Troisièmement, une nouvelle aide humanitaire importante à la Corée du Nord. L'accent mis par les États-Unis et la Corée du Sud sur les sanctions punit les mauvaises personnes. Le mépris total de Kim Jong-un pour les droits de l'homme, vigoureusement condamné dans un rapport de la commission d'enquête de l'ONU en 2014, est devant l'Assemblée générale et sera débattu au Conseil de sécurité malgré la désapprobation de la Chine. (Le vote pour débattre était de 9 à 4 avec deux abstentions.) Mais ni les privations de droits de l'homme ni les essais nucléaires ne devraient affecter l'aide humanitaire à la Corée du Nord - nourriture, médicaments, équipement médical, formation technique - qui aide au moins une partie de sa population et envoie le message que la communauté internationale se soucie du peuple nord-coréen. L'aide humanitaire à la RPDC est lamentablement faible - moins de 50 millions de dollars en 2014 et diminue chaque année.
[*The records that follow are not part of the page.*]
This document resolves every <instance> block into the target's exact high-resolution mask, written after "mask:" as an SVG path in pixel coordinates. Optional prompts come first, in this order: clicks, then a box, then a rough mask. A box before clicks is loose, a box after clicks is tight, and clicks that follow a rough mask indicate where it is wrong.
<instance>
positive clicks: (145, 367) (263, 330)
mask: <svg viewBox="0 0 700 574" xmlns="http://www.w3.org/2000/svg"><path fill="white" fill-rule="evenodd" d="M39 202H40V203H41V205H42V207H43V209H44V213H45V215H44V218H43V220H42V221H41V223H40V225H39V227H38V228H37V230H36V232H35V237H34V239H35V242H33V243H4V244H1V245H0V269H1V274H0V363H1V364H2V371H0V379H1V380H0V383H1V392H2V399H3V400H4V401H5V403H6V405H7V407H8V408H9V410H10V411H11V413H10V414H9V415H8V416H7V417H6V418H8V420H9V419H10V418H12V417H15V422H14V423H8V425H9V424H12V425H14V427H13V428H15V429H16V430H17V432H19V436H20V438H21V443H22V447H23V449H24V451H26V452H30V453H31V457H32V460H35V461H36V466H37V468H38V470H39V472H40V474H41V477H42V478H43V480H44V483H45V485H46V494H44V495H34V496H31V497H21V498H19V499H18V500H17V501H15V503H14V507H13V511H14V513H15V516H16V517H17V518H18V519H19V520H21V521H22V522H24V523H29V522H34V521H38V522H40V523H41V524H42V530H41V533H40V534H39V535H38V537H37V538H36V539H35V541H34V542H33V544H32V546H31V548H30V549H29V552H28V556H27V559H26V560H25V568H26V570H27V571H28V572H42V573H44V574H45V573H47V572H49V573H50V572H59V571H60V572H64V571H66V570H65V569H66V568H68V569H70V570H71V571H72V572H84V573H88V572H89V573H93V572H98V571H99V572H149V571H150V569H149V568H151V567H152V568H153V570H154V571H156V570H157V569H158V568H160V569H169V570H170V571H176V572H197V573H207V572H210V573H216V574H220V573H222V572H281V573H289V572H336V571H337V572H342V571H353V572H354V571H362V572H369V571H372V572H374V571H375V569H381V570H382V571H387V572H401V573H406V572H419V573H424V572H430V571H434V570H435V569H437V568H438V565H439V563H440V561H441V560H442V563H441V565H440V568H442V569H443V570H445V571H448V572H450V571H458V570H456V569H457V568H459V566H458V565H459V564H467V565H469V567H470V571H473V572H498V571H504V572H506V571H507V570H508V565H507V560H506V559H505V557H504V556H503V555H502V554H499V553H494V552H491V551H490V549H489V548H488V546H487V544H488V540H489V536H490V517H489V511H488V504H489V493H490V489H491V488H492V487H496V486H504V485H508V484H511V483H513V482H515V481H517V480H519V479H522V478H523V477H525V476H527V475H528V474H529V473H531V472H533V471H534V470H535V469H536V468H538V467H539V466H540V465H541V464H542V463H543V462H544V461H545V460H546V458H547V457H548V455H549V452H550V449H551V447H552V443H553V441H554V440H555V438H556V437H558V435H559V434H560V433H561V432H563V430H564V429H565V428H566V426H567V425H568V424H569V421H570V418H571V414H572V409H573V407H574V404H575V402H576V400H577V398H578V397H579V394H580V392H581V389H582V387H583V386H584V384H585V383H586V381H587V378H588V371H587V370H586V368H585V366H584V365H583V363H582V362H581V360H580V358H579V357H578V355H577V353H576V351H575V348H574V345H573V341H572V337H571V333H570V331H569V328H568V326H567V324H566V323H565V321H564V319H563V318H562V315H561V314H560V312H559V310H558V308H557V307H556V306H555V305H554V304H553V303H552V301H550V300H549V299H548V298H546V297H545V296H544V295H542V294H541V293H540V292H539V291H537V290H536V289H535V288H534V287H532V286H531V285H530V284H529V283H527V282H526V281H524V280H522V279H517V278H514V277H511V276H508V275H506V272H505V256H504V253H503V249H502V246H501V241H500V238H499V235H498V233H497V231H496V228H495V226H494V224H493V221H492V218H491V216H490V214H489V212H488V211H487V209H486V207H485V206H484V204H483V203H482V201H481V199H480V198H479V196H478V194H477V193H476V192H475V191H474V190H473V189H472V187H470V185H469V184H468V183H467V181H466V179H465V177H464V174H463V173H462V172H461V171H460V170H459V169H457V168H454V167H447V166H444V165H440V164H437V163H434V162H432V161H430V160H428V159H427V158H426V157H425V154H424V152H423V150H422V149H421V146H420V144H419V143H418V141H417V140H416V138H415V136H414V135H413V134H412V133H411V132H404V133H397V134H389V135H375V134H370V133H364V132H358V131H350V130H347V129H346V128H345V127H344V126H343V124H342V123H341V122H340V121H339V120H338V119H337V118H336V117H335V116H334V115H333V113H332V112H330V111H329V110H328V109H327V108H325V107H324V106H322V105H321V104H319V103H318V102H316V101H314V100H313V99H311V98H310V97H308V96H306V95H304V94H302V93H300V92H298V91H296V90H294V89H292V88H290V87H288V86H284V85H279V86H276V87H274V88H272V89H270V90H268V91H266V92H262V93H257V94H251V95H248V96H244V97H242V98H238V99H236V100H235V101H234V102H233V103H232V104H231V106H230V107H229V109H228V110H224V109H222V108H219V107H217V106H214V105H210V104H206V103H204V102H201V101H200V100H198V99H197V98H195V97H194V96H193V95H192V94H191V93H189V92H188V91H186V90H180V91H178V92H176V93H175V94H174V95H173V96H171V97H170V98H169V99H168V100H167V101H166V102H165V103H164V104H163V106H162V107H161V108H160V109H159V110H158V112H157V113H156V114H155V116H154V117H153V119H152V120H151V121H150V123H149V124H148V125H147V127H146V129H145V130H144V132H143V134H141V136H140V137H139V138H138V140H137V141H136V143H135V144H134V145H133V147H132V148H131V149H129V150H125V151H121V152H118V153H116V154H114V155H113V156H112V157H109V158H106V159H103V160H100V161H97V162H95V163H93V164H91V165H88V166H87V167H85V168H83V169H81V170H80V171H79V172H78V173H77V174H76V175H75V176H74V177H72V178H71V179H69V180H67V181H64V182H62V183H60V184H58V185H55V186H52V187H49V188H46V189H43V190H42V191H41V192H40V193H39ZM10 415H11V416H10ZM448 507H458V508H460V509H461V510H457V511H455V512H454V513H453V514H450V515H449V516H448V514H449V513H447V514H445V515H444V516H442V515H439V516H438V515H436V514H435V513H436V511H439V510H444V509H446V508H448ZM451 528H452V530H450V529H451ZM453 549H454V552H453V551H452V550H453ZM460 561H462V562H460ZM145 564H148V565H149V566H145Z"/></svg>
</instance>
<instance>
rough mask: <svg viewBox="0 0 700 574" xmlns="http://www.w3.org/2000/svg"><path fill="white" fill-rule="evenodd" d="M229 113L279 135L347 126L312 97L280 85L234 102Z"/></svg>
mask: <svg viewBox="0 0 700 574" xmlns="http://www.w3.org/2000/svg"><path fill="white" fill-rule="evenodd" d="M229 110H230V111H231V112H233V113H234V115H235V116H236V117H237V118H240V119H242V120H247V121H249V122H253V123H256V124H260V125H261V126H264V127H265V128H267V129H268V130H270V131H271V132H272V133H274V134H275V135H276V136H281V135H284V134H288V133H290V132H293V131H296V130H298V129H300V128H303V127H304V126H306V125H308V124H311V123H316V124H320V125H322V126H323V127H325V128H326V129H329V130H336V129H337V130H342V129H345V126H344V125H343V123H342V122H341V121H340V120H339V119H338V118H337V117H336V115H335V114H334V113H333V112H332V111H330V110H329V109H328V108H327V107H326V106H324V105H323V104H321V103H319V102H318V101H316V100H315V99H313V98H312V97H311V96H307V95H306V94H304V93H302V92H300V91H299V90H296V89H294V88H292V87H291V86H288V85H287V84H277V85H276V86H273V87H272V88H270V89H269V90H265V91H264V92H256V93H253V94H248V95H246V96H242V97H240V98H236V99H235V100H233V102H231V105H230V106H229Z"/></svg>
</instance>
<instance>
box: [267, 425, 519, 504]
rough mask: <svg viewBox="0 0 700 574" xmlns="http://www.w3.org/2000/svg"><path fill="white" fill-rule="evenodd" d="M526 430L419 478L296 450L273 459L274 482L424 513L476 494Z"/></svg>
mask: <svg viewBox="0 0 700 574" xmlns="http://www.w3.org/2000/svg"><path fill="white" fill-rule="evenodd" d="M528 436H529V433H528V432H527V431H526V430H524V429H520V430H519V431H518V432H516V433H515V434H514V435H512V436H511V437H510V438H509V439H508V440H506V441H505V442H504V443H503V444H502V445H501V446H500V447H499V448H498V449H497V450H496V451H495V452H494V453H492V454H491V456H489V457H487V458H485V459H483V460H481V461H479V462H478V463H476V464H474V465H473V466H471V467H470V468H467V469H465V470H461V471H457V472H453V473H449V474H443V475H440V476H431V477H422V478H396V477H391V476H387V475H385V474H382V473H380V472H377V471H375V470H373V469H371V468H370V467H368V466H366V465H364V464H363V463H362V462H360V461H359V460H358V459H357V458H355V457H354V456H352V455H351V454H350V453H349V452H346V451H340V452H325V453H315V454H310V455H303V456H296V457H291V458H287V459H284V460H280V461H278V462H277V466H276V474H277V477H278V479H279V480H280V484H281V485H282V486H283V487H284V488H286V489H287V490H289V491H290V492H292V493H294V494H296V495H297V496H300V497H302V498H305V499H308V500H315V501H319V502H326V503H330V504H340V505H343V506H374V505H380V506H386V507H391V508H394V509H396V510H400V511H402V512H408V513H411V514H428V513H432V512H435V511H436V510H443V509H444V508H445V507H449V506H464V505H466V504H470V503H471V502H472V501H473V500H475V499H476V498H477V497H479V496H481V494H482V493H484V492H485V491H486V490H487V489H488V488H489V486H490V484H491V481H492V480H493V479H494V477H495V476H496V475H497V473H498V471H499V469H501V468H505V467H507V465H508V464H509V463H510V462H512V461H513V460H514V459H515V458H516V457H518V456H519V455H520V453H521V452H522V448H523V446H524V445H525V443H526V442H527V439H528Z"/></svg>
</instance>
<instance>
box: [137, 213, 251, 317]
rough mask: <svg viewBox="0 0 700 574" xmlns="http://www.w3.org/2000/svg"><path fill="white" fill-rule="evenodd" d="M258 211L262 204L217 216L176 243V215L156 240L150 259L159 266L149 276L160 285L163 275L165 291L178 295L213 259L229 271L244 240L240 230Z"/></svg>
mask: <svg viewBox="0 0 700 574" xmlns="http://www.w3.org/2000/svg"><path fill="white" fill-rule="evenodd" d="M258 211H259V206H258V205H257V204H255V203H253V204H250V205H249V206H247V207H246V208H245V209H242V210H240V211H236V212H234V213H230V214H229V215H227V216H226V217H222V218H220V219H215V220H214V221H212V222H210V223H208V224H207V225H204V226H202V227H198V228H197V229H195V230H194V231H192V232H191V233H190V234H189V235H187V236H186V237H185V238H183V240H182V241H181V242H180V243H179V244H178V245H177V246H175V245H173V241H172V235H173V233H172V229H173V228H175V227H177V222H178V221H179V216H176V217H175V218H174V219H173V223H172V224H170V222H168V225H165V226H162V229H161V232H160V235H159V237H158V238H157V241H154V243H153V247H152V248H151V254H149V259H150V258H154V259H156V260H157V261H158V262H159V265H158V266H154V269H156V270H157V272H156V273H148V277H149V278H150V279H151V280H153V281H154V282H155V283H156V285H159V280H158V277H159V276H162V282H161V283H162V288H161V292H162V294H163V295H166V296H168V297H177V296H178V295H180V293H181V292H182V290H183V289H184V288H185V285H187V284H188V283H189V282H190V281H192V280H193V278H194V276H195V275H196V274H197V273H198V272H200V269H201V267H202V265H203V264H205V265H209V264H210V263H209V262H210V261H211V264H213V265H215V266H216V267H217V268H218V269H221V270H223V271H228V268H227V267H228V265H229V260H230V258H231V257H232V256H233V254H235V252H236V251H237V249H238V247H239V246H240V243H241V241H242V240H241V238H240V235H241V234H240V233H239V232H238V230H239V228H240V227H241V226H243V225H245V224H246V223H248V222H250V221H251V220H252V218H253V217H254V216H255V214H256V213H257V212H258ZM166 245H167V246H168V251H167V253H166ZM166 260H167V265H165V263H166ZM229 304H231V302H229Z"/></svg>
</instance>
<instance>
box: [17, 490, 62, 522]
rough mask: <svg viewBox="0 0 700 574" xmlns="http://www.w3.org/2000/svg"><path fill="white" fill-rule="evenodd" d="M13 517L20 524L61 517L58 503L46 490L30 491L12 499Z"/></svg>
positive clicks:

Le même genre de diplomatie constante, patiente et créative qui a conduit à l'accord nucléaire avec l'Iran est toujours possible dans le cas de la Corée du Nord. En tant que sous-secrétaire général de l'ONU, Jeffrey Feltman, a déclaré, L'Iran montre que «la diplomatie peut contribuer à relever les défis de la non-prolifération. Il existe un fort consensus international sur la nécessité d'œuvrer pour la paix, la stabilité et la dénucléarisation dans la péninsule coréenne. Pour atteindre cet objectif, le dialogue est la voie à suivre. »

Mel Gurtov, syndiqué par PeaceVoice, est professeur émérite de sciences politiques à la Portland State University et blogue à Dans l'intérêt humain.